- Atlantis Atlantis
- Coordinates: 33°34′S 18°29′E﻿ / ﻿33.567°S 18.483°E
- Country: South Africa
- Province: Western Cape
- Municipality: City of Cape Town

Area
- • Total: 28.84 km^{2} (11.14 sq mi)

Population (2011)
- • Total: 67,491
- • Density: 2,340/km^{2} (6,061/sq mi)

Racial makeup (2011)
- • Black African: 12.9%
- • Coloured: 85.0%
- • Indian/Asian: 0.4%
- • White: 0.1%
- • Other: 1.6%

First languages (2011)
- • Afrikaans: 79.5%
- • English: 9.4%
- • Xhosa: 7.7%
- • Other: 3.4%
- Time zone: UTC+2 (SAST)
- Postal code (street): 7349
- Area code: 021

= Atlantis, South Africa =

Suburb of Cape Town, in the Western Cape, South Africa

Atlantis is a town in the Western Cape province of South Africa. It is 40 km north of Cape Town. As of 2024, it has approximately 90,207 residents. Major challenges in the area include unemployment, lack of housing, and crime.

==History==

=== Establishment ===
The suburb of Atlantis was established by the South African apartheid government during the 1970s for the Coloured population of Cape Town under the Group Areas Act.

In order to attract industry and residents to Atlantis, the government introduced various incentives to attract manufacturing firms via relocation tax credits. In its heyday in the early to mid-1980s, there were approximately 50 industrialists in Atlantis employing people from nearly 8,000 households. These industries included large manufacturing companies such as Tedelex and Atlantis Diesel Engines.

=== Economic decline ===
From the mid-1980s onward, manufacturing activities in Atlantis declined with the termination of incentive programs and defense manufacturing contracts. The lack of incentives significantly reduced the attractiveness of the area. While Atlantis has since been through a series of mini economic booms and busts, the area's general economic trend has been of decline.
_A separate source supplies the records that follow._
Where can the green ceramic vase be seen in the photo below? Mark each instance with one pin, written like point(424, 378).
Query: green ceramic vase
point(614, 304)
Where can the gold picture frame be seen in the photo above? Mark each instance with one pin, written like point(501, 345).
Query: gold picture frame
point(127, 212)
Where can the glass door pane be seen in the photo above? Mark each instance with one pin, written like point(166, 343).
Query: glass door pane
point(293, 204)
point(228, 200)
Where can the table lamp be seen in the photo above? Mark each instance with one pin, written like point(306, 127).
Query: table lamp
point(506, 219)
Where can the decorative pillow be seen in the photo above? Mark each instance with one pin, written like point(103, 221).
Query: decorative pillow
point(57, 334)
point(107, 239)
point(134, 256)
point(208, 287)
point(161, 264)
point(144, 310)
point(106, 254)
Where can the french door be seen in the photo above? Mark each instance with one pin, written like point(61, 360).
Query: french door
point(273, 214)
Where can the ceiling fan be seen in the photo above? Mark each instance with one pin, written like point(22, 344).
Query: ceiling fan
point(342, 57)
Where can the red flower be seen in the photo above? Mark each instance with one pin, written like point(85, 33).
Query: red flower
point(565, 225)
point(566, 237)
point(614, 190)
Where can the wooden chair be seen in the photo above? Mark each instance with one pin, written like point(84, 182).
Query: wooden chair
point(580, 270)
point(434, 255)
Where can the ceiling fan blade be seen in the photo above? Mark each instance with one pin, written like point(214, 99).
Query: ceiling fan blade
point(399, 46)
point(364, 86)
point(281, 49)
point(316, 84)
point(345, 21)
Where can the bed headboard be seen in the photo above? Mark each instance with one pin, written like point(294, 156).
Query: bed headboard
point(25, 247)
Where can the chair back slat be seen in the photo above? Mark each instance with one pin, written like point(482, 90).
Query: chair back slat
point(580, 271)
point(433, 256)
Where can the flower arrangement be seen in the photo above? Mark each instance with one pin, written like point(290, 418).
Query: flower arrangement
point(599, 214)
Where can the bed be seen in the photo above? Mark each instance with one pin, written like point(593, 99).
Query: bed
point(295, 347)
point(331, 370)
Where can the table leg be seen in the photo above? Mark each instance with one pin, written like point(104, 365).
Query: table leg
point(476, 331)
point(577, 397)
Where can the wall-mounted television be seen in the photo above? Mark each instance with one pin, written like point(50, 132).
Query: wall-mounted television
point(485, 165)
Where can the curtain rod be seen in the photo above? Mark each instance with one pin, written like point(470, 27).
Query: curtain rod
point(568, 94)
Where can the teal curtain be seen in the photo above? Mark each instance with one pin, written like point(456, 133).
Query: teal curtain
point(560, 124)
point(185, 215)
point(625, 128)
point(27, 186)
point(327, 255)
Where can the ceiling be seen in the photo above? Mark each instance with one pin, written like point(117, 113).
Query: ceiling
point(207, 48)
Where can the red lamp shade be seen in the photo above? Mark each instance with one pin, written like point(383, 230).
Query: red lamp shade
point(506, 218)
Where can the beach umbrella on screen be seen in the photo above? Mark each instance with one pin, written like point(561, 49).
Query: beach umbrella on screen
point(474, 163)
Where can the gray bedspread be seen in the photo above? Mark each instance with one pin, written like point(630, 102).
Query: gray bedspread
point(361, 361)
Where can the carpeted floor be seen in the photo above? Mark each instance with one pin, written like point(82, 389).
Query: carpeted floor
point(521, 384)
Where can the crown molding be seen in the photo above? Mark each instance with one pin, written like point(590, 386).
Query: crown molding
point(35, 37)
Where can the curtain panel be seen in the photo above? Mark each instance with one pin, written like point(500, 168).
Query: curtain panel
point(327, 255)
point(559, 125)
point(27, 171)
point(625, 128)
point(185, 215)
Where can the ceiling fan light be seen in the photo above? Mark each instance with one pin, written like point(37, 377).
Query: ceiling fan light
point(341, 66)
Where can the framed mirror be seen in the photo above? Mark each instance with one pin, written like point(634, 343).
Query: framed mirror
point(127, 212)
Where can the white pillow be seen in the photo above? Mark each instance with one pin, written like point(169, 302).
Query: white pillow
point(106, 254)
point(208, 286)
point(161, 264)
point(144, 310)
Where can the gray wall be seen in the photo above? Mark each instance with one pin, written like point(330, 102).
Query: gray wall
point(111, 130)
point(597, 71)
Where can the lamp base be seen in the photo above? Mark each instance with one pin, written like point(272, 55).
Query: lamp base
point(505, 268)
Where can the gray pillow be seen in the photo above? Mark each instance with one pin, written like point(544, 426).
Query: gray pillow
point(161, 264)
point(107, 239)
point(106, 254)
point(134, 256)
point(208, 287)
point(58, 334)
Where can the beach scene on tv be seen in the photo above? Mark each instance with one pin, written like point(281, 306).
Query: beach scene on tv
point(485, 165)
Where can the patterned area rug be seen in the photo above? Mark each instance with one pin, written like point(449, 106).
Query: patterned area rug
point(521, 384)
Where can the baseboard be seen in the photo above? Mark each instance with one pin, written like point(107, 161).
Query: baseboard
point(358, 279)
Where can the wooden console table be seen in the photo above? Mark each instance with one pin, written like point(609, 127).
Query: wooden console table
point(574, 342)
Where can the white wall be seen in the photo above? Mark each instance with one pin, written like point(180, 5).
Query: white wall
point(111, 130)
Currently, only about 3% of Atlantis' original companies still have business the area.

=== Revitalization efforts ===
Numerous new factories and businesses have started to operate in Atlantis. In the twenty-first century, over a billion rand has been invested into Atlantis by large multinationals. Currently, there are 94 factories and 77 services businesses in Atlantis.

Over 600 million rand has been invested by the green manufacturing industry to create wind towers, wind tower internals, and solar panels, among other goods. The investment is the result of cooperation between the City of Cape Town, the Western Cape Government, the South African Department of Trade and Industry, and GreenCape.

In 2013, the City of Cape Town, in cooperation with the Western Cape Provincial Government, declared Atlantis as a priority area for economic development, establishing a Greentech hub for manufacturing of components for the renewable energy and other green industries. An application has also been submitted for the Atlantis Industrial Area to be declared a Special Economic Zone (SEZ) with a focus on green technology. The SEZ status would provide investors a range of incentives such as co-location and access to established markets.

In the same year, Hisense opened a factory in the town in June, thus injecting 350 million rand into the first phase of the Atlantis plant, creating 300 production positions, and introducing a skills transfer program led by technicians and engineers from China.

There have been a range of other interventions to revitalize the local economy:

- Upgrading of infrastructure, such as the electricity supply, improved public transport system (MyCiti Bus System), installation of a fiber optic network to improve the broad band utilization, and load shedding curtailment agreements.
- A special package of investment incentives for Atlantis like fast-tracking of building plan approval and land use applications, the waiver of building plan scrutiny fees, reduced electricity tariffs for large electricity users, partial waiver of development contributions, as well as the establishment of an Investment Facilitation Office. Through these initiatives, business is less costly and more efficient to conduct in the area.

The biggest new investment was the GRI South Africa factory, which manufactures wind turbine towers. The investment was approximately 400 million rand and subsequently created 230 new jobs.